I am proposing that on the contrary—this unquestioned practice is in fact barbaric. Here’s why. We humans eat food, food that has been grown from the elements of earth and from soil, from which our plants take in nutrients. When we eat them raw or moderately prepared, a wondrous dining experience, these precious life forms provide us with our own nutrients. But we have taken, and what have we given back? We have taken the plants and thereby the energy and nutrients from within the soil. This equation of taking cannot continue indefinitely, and eventually the soil becomes degraded. Our barbarity has been in thinking that applying chemicals or even the manure of other animals will balance out this equation of taking. Our depleted soils and the extreme loss of topsoil clearly shows that our industrialized model isn’t working so well.

Back to the sitting and flushing scenario—We are taking from our soils, ingesting, digesting and then flushing away the very materials from our own bodies that would provide balance to the equation. Our fecal matter is precious, yet our civilized barbarity lets us just throw it away—again with pure drinking water.

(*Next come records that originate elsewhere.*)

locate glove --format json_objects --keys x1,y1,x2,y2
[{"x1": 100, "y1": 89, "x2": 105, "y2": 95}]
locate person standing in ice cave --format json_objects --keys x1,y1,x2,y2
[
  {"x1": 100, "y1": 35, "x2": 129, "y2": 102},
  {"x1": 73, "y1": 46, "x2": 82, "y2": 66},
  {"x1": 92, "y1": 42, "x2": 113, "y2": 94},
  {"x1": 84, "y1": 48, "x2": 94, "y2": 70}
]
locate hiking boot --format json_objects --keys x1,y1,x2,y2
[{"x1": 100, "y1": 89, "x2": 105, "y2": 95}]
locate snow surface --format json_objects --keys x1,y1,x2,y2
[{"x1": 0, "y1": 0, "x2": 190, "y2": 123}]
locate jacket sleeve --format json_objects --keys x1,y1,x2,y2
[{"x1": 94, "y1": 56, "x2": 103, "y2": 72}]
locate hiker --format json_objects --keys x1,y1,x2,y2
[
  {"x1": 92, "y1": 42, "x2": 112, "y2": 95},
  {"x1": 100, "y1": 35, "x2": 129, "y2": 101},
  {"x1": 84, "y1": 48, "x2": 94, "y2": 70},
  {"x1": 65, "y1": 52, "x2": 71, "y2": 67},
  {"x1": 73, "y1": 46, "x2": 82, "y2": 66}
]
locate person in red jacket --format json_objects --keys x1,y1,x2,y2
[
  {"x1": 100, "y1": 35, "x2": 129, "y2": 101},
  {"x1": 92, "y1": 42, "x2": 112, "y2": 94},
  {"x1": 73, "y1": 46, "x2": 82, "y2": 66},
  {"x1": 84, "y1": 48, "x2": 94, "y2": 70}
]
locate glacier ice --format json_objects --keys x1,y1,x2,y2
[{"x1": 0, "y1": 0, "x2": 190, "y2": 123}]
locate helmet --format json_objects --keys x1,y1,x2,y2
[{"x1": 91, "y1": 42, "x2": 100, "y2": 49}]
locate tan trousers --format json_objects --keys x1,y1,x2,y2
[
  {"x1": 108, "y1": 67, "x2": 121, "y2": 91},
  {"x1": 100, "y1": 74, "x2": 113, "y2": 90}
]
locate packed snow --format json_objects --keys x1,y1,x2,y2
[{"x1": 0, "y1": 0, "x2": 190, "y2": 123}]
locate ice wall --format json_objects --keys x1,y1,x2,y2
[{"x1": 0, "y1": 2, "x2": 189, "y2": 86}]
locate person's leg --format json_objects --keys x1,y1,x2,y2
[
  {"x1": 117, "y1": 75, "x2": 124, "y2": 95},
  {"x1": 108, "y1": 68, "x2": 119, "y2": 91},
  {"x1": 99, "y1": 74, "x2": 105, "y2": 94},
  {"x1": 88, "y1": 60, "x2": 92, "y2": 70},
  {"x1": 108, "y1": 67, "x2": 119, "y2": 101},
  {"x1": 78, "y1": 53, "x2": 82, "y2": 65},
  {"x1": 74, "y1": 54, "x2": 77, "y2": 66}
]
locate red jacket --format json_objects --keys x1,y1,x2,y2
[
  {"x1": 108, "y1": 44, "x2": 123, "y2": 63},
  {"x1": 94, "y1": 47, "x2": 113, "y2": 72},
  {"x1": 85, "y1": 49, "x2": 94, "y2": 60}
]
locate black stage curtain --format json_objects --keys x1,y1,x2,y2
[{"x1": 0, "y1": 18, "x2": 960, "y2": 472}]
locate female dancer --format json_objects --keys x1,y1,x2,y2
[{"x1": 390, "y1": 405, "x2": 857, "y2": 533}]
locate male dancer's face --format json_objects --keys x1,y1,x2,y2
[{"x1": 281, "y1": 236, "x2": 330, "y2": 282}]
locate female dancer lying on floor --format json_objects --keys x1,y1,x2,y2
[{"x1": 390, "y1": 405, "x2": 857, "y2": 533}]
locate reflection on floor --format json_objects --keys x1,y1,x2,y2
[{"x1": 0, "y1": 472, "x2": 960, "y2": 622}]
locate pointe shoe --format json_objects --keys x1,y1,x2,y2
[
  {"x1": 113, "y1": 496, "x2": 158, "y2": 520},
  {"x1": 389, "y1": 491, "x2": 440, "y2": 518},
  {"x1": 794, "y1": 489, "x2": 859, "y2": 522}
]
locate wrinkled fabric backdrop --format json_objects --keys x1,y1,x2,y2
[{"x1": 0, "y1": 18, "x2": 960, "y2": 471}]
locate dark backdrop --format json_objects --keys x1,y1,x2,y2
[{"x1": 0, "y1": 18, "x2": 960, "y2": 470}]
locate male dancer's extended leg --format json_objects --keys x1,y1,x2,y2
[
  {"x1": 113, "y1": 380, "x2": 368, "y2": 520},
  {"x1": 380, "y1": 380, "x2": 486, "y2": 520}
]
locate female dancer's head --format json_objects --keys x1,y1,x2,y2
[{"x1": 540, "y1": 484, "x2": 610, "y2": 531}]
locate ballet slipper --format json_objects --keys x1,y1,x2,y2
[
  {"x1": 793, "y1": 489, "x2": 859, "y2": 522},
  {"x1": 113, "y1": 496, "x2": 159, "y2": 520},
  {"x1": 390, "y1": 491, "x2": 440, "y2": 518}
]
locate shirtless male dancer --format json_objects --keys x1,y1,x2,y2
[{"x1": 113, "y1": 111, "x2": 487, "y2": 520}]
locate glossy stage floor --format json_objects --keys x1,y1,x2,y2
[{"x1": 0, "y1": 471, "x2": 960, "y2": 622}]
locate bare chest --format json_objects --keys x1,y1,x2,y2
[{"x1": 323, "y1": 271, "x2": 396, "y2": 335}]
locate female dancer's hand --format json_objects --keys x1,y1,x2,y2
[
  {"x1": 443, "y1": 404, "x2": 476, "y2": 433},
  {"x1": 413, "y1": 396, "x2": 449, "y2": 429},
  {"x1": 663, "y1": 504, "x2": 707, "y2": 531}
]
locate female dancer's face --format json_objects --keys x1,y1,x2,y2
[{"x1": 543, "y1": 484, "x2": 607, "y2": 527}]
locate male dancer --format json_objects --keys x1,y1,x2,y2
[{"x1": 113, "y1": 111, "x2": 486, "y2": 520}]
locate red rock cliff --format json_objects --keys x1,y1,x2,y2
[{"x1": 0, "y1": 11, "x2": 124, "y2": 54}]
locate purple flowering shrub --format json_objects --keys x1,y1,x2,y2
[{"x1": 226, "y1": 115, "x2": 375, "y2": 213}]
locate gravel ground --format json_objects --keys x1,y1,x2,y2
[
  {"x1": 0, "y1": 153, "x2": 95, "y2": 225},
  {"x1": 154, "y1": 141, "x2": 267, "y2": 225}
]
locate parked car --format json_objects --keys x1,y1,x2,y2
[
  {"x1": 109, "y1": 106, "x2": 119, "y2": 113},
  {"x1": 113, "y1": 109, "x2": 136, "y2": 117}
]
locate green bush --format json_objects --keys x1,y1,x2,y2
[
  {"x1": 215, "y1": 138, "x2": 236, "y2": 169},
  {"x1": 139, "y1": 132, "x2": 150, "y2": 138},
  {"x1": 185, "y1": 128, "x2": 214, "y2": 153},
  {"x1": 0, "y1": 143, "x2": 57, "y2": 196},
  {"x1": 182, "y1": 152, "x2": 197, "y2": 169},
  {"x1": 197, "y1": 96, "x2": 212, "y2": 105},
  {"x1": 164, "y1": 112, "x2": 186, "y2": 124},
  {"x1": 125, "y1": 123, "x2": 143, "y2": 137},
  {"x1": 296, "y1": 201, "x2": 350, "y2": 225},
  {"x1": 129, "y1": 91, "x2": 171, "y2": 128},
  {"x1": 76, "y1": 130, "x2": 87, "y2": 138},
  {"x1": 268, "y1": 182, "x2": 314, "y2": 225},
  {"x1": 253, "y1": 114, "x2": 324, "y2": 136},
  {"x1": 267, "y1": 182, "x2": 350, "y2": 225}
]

What is wrong with us? Are we so afraid of touching that which would close the loop in the creation cycle? Perhaps we call it shit because we eat shitty products that some corporations call food. If instead we ate, at the very least organic food, grown by ourselves, or at least grown locally and in season—precious life giving and sustaining food, we’d recognize our place within this splendor and see that what has moved through our bodies is in fact FOOD for the soil and the organisms within it. Our humanure, no longer to be called shit, is a commodity of great, great value. When carefully composted it is an antidote to our barbarity.

Water is precious and becoming scarce. To continue to flush away nutrients, while considering them waste with clean water is another sign of a civilization in steep decline. Our alleged affluence, arrogance and outright fear is causing extreme danger to the majority of the worlds people. Our current western lifestyle is not our highest calling, not the best that humans are capable of. We can do better. We can begin the difficult work of reclaiming our natural functions and creating systems to replenish our earths soils with parts of us. We are an integral part of creation and the universe. It is time to inhabit our place within it responsibly and evolve.

 

Two great sources of information along these lines are—“The Humanure Handbook” by Joseph Jenkins and the 2009 book “What We Leave Behind” by Derrick Jensen and Aric McBay.